Prince uses pandas to manipulate dataframes, as such it expects an initial dataframe to work with. In the following example, a Principal Component Analysis (PCA) is applied to the iris dataset. Under the hood Prince decomposes the dataframe into two eigenvector matrices and one eigenvalue array thanks to a Singular Value Decomposition (SVD). The eigenvectors can then be used to project the initial dataset onto lower dimensions.
import matplotlib.pyplot as plt
import pandas as pd
import prince
df = pd.read_csv('data/iris.csv')
pca = prince.PCA(df, n_components=4)
fig1, ax1 = pca.plot_cumulative_inertia()
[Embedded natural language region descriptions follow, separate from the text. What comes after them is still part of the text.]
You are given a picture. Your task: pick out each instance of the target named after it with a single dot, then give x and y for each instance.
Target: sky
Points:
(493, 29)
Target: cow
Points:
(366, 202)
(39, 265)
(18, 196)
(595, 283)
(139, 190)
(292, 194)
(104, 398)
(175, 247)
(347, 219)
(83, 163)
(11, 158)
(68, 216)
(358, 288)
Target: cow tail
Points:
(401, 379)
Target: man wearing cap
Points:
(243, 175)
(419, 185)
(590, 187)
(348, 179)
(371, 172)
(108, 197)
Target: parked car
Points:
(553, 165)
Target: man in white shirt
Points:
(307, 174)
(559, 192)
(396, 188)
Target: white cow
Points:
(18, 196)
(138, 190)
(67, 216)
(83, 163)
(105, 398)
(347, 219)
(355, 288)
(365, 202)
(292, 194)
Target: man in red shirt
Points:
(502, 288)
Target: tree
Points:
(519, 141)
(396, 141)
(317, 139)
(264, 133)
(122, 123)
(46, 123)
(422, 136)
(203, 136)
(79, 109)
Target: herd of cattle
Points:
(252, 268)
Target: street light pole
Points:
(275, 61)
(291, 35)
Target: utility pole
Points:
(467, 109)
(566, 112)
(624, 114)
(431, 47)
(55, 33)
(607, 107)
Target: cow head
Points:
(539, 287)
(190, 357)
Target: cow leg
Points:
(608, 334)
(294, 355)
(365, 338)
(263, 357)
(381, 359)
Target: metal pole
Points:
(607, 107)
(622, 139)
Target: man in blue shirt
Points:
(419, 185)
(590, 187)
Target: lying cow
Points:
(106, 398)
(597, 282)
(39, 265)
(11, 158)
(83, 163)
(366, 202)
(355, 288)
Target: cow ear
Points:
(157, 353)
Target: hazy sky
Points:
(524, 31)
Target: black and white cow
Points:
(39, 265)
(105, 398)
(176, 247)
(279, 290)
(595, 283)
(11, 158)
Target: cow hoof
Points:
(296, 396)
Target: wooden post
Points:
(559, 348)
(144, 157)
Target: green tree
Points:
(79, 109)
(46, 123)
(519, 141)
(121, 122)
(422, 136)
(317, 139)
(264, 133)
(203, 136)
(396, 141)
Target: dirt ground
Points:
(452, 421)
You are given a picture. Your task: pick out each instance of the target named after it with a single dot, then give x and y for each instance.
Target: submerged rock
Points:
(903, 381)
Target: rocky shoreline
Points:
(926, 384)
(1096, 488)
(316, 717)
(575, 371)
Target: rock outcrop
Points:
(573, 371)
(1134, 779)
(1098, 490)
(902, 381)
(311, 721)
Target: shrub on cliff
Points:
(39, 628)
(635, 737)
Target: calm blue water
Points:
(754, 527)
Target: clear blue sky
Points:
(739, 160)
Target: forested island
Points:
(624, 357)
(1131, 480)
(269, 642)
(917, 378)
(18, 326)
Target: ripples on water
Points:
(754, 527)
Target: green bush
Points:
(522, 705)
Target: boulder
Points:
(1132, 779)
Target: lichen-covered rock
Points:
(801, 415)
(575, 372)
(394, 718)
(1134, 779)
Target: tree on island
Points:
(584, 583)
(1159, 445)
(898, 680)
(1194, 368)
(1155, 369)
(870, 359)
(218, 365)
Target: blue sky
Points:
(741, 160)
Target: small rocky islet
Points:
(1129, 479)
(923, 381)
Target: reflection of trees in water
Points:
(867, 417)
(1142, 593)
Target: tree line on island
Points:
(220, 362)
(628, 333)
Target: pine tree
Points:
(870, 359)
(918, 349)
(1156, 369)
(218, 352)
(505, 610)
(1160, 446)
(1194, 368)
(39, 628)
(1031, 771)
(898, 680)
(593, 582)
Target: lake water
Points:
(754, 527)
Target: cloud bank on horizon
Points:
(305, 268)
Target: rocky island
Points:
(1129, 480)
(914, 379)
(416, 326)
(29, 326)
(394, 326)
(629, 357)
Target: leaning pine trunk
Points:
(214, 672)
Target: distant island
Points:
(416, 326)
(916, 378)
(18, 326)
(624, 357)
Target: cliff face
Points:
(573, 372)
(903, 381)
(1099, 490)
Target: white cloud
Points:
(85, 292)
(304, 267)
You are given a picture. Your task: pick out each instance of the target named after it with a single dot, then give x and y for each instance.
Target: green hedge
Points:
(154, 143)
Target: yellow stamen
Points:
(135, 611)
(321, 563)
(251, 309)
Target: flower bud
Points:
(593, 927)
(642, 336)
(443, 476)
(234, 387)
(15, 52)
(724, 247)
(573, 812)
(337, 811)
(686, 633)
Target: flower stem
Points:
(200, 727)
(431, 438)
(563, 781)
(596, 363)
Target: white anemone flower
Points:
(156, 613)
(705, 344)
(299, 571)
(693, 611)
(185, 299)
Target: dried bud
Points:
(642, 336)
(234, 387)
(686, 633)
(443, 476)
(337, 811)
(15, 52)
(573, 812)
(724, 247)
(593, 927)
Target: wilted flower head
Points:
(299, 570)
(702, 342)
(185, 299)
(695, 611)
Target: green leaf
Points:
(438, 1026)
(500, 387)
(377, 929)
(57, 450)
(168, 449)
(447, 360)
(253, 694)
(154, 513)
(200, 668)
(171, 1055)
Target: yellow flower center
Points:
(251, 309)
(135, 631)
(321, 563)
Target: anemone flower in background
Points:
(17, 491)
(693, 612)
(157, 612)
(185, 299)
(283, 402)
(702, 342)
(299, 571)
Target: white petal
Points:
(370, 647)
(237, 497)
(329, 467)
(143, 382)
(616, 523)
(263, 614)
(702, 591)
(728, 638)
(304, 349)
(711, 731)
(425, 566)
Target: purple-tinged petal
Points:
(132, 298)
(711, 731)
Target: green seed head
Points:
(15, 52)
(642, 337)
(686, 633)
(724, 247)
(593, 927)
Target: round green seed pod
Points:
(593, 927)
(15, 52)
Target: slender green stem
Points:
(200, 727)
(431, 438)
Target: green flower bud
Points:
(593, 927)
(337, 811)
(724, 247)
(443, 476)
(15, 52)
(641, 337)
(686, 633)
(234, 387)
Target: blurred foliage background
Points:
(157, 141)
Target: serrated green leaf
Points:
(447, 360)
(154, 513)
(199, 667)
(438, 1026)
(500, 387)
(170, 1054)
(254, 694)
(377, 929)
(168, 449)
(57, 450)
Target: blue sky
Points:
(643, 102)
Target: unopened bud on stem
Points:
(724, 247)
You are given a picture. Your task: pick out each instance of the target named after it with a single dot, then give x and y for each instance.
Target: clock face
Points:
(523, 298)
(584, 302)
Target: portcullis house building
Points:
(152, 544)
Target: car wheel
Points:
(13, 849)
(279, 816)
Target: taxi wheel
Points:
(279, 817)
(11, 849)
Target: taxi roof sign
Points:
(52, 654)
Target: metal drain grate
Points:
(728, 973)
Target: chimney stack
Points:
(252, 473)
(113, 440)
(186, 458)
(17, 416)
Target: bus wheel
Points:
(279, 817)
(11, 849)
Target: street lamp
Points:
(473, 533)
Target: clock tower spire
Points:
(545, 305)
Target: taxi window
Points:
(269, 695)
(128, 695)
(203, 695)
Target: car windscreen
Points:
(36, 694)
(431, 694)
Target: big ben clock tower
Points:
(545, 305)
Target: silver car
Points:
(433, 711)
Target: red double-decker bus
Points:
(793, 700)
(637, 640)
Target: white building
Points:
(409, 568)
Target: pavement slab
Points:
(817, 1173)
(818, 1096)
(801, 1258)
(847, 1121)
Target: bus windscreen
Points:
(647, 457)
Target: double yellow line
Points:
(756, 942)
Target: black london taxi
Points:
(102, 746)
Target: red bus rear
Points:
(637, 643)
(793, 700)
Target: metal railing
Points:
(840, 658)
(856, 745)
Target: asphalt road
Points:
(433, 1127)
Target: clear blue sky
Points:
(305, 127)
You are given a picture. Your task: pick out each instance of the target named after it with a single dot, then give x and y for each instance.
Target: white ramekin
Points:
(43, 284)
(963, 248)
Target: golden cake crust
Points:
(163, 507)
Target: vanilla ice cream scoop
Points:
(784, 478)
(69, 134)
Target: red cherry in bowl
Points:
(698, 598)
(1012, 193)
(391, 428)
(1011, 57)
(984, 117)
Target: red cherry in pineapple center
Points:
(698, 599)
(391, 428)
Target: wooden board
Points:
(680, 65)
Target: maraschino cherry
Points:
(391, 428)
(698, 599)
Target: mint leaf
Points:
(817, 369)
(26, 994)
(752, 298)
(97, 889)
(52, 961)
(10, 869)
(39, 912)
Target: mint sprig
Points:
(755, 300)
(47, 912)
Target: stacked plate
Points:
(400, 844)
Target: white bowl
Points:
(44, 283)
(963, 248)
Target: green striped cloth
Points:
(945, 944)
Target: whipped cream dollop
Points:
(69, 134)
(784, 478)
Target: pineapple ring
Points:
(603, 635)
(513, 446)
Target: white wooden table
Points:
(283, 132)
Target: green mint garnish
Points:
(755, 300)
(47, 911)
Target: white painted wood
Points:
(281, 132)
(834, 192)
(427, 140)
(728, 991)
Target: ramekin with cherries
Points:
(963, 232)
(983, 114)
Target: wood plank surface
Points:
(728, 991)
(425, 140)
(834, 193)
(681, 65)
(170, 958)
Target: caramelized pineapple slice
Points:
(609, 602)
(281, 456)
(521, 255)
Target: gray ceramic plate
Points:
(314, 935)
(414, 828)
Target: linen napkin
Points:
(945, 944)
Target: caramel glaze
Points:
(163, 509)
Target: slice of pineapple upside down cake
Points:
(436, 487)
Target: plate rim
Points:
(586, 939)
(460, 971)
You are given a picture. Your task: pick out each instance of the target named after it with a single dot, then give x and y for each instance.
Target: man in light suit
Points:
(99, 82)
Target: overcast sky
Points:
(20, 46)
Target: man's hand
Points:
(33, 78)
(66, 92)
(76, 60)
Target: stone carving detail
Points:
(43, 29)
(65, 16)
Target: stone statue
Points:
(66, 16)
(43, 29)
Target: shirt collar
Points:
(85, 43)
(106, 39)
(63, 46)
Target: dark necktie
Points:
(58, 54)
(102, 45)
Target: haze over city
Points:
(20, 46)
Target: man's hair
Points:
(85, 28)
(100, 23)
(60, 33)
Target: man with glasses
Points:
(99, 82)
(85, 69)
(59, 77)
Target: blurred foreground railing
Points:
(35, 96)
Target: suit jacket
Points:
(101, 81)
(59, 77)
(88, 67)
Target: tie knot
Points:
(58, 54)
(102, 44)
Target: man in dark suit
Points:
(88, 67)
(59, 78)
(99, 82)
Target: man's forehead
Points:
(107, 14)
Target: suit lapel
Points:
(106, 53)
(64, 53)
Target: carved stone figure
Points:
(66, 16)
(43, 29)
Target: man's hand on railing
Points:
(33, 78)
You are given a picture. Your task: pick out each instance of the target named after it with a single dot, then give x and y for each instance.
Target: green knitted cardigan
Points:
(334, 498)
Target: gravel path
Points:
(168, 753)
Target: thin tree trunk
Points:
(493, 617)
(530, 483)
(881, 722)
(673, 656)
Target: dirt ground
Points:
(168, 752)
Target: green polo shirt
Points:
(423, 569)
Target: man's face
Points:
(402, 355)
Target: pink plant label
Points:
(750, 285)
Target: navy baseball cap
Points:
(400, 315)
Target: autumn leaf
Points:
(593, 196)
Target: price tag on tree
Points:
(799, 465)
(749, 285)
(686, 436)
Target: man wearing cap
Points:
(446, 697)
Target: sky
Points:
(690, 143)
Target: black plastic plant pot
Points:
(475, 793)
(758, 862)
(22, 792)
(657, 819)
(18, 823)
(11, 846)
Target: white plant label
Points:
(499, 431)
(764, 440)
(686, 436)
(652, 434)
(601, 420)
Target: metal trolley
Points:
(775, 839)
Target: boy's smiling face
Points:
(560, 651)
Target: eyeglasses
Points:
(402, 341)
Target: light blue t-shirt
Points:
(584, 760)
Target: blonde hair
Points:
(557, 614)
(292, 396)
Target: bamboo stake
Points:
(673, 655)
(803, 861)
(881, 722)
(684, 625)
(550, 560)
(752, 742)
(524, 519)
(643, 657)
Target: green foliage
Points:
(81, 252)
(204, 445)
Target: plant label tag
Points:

fig2, ax2 = pca.plot_rows(color_by='class', ellipse_fill=True)
plt.show()
The first plot displays the rows in the initial dataset projected on to the two first right eigenvectors (the obtained projections are called principal coordinates). The ellipses are 90% confidence intervals.
The second plot displays the cumulative contributions of each eigenvector (by looking at the corresponding eigenvalues). In this case the total contribution is above 95% while only considering the two first eigenvectors.
Prince is only compatible with Python 3. Although it isn't a requirement, using Anaconda is recommended as it is generally a good idea for doing data science in Python.
Via PyPI
>>> pip install prince
Via GitHub for the latest development version
>>> pip install git+https://github.com/MaxHalford/Prince
Prince has the following dependencies:
- pandas for manipulating dataframes
- matplotlib as a default plotting backend
- fbpca, Facebook's randomized SVD implementation
Please check out the documentation for a list of available methods and properties.
You can examples in the examples/
folder, you have to navigate to the folder to use them.
>>> cd examples/
>>> python pca-iris.py
The MIT License (MIT). Please see the license file for more information.